I've lived where I do since early 1989 and every spring I tell myself I'm going to stop and
take a picture when the forsythia are in bloom around our township center, about 3 blocks
from my house...this year (2007) I did...
All the above forsythia are from that huge border around our township building
And the pear trees, beginning as green and pale pink, push their way onward into white
Some days in early April are damp with last night's raindrops still clinging to the evergreens
...and have a serene beauty all their own in the misty morning
My old lilacs leaf out and as I take this picture I am reminded of the same shot I took
below on Valentine's
Even the lilac branch at the end of my sidewalk has straightened enough from the weight of
ice below so that it will not need to be removed after all.
Daffodils that a mere two weeks ago were poking through the snow, have burst happily
into full bloom...these two pictures are of the same area. That's the base of the trumpet
vine at the top of each.
On my smaller porch, pots of ranunculus wait in the sunlight
Melanie comes on Tues. the 3rd to help uncover buried stepping stones amongst the daffodils
and though it's 6 in the evening when I took this picture, she's comfortably dressed like this.
And in days up in the 70's, everything is delighting in the spring
... the world is filled with daffodils
The purple magnolia begins to bud
and in less than two days its color is on display
gloriously pinky/purple against the blue
But...then...winter returns on April 4th... a mere two days after the forsythia pictures were
taken on April 2nd
The temperatures go down into the low 20's night after night and by the second day of that,
the magnolia begins to show the wear of it
The daffodils, stronger in their nature, hold on longer, but after 2 days even they begin
to tilt toward the earth. A robin sits in the trumpet vine stalk, wondering where spring went.
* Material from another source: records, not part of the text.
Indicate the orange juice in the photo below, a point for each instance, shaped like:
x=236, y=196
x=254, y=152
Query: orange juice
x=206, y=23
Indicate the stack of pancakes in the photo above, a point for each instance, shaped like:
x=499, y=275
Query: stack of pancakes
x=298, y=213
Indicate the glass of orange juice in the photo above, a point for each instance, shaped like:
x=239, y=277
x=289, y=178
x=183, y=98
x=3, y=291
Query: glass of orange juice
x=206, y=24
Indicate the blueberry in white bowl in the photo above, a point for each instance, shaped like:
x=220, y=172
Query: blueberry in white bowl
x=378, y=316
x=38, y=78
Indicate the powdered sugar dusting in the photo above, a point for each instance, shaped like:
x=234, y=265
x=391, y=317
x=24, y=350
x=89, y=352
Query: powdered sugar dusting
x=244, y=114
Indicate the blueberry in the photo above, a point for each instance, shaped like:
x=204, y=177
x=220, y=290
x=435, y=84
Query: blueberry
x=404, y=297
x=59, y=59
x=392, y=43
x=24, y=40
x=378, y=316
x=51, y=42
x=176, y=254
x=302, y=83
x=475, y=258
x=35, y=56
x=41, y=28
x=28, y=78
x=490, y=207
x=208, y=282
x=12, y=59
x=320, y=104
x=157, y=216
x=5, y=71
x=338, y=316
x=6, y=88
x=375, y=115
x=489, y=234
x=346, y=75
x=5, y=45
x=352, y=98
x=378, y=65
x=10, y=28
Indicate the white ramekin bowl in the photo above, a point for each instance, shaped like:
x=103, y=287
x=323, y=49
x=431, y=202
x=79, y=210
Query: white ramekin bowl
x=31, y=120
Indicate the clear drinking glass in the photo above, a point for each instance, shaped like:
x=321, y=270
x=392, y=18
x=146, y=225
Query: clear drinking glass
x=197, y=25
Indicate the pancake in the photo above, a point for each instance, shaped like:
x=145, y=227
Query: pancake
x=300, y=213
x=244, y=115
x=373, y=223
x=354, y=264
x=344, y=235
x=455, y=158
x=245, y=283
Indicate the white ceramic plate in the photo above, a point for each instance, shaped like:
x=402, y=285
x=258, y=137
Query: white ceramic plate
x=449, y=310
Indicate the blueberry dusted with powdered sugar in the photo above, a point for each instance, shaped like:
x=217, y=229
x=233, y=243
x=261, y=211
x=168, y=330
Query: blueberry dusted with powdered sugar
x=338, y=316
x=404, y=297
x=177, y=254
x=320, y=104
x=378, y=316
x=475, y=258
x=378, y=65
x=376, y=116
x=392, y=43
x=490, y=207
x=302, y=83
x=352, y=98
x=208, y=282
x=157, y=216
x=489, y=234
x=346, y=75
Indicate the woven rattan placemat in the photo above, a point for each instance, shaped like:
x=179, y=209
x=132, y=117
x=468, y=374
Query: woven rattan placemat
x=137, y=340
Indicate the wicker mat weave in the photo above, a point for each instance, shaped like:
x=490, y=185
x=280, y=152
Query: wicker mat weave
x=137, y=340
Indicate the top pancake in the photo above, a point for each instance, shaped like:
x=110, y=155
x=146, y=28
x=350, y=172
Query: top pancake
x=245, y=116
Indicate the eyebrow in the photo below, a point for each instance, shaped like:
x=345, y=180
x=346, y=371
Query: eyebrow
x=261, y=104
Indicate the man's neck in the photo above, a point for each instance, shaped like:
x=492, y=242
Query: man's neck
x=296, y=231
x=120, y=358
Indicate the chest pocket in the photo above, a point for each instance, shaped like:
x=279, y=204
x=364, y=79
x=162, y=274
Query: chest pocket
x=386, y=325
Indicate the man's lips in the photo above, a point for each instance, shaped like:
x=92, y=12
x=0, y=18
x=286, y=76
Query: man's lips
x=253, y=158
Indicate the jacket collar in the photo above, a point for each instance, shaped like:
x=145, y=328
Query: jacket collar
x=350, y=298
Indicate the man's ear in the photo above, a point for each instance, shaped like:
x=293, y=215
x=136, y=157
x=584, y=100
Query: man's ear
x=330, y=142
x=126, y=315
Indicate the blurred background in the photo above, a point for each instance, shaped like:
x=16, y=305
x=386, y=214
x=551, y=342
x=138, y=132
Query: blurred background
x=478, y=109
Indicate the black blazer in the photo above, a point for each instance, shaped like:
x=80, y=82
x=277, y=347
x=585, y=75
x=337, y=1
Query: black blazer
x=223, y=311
But at least it looks much less uninviting than it did on Valentine's
...though then there were no daffodils to bend low with cold
and let their yellow faces finally press into the brownness below
and lie as though stepped upon atop the remnants of old maple leaves
So that by Easter morning on the 8th, the magnolia is reduced to this
forsythia to this
and what looked like this on Tuesday
looked like this on Easter Sunday
But there were some who managed still to hold their heads above the ground...
there are always, ever...some...who do.
And inside, safe and warm, flowers of another sort...are fine.
BACK TO JO'S OTHER PLACE
POSTSCRIPT ADDED APRIL 12, 2007
EIGHT DAYS AFTER THE FIRST PICTURES ABOVE WERE TAKEN, I WENT
BACK TO THE FORSYTHIA ROW AND THE PEAR TREE AND TOOK A COUPLE
OF NEW SHOTS TO SHOW THE CONTRASTS. AH, THE DIFFERENCE A WEEK MAKES!
This pear by the township building (forsythias in background) actually fared fairly well.
In general, though, the many, many Bradford pears that are in bloom here now have
much more brown to them.
On my magnolia, as sad as it looks, you can see there are some buds that were too small
to be in bloom last week and I expect there will be a few more blooms that will come out
A number of the daffodils are holding their heads up somewhat better. The ones that
lay flat, though, remain flat.
These were the ones I used as an example of daffs that didn't lie all the way down.
Here they are from the front the morning of the 12th, looking pretty good!!
And this brave little primrose looked just like this on the 3rd AND on the 12th.
AND NOW A POST-POSTSCRIPT! The purple magnolia tried a second flush of blooms,
so that the new ones were there among the crisp, black remains of the old...
So this is what it looked like on April 27, 2007.
The tree itself, of course, is perfectly all right. This is it at the end of May.